KR200376134Y1 - Tank for radiator - Google Patents

Abstract

The present invention relates to a tank for a radiator, which aims to provide a radiator tank that can increase the heat dissipation of the cooling water by preventing the cooling water flow to flow evenly through the radiator.

The present invention, in the tank for radiators in which the end of the tube (3) of the radiator is coupled to the upper portion of the header 11 is inserted to form a header pipe (1) of the radiator and the coolant inlet 13 is formed on one side, the tank The ceiling 122 of (12) is inclined downwardly or recessed toward the rear wall 123 so that the distance from the center of the cross section to the rear wall 123 is reduced so that the coolant flow cross-sectional area is supported by both radiators at the cooling water inlet 13. , 5) characterized in that it is made to increase while going to the side. Accordingly, the cross-sectional area of the coolant flow increases from the area adjacent to the coolant inlet 13 toward both the support 5 and 5 areas of the radiator, so that the coolant flow is evenly distributed throughout the radiator, so that the heat exchange efficiency of the coolant, Is improved.

Description

Tank for radiator {TANK FOR RADIATOR}

The present invention relates to a tank for a radiator, and more particularly, to a tank for a radiator configured to increase heat exchange performance by preventing drift of the coolant flow and improving the coolant fluidity.
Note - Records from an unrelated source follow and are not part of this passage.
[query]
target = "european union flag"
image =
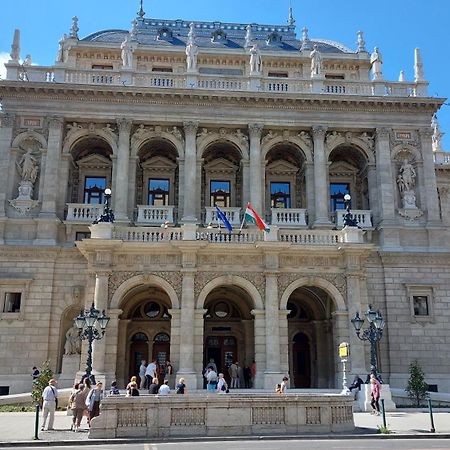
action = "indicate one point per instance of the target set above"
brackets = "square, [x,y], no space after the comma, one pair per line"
[221,215]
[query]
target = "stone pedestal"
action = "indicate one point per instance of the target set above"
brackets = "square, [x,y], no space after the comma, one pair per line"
[69,371]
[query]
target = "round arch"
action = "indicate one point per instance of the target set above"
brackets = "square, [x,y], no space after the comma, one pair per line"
[29,135]
[139,280]
[328,287]
[235,280]
[81,134]
[305,152]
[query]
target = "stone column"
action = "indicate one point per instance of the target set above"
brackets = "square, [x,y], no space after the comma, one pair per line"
[190,172]
[272,373]
[186,369]
[256,197]
[50,188]
[6,133]
[320,179]
[431,201]
[101,303]
[120,186]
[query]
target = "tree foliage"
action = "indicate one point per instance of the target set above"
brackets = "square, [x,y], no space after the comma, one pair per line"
[41,383]
[416,388]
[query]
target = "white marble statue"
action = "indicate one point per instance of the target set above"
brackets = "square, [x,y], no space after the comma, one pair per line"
[316,62]
[376,60]
[72,345]
[255,61]
[28,166]
[127,52]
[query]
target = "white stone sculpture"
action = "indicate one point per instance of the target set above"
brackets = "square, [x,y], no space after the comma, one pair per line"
[255,61]
[127,53]
[376,60]
[72,345]
[316,62]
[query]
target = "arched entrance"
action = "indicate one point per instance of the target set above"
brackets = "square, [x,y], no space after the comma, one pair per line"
[229,330]
[311,351]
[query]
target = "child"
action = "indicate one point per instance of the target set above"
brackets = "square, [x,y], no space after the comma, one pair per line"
[114,390]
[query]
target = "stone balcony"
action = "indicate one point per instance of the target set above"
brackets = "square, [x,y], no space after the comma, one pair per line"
[62,74]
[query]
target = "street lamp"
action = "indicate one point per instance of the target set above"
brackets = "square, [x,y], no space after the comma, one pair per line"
[91,324]
[108,214]
[349,221]
[372,334]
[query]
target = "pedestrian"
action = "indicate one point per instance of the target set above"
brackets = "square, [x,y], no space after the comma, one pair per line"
[180,387]
[142,369]
[164,388]
[154,387]
[211,380]
[50,403]
[222,386]
[93,401]
[375,391]
[284,384]
[233,372]
[133,390]
[79,406]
In general, internal combustion engines generate a lot of heat during operation, which is conducted to cylinder headers, pistons, valves and the like. Excessively high temperature delivered to these parts not only causes the strength of the parts to decrease due to thermal expansion or deterioration, and shortens the engine life, but also worsens the combustion state, leading to knocking and premature ignition, thereby lowering the engine output. In addition, when the engine is incompletely cooled, the oil film on the inner circumference of the cylinder is broken, and the lubrication function is deteriorated. Also, the engine oil is deteriorated, which causes abnormal cylinder wear, and the piston is fused to the inner wall of the cylinder. .

In order to cool the engine, a car is usually equipped with a water-cooled cooling device, which is configured to circulate the coolant by a water pump in a water jacket provided in the cylinder block and the cylinder header to promote the cooling operation of the engine. Radiator, cooling fan and water temperature controller are provided.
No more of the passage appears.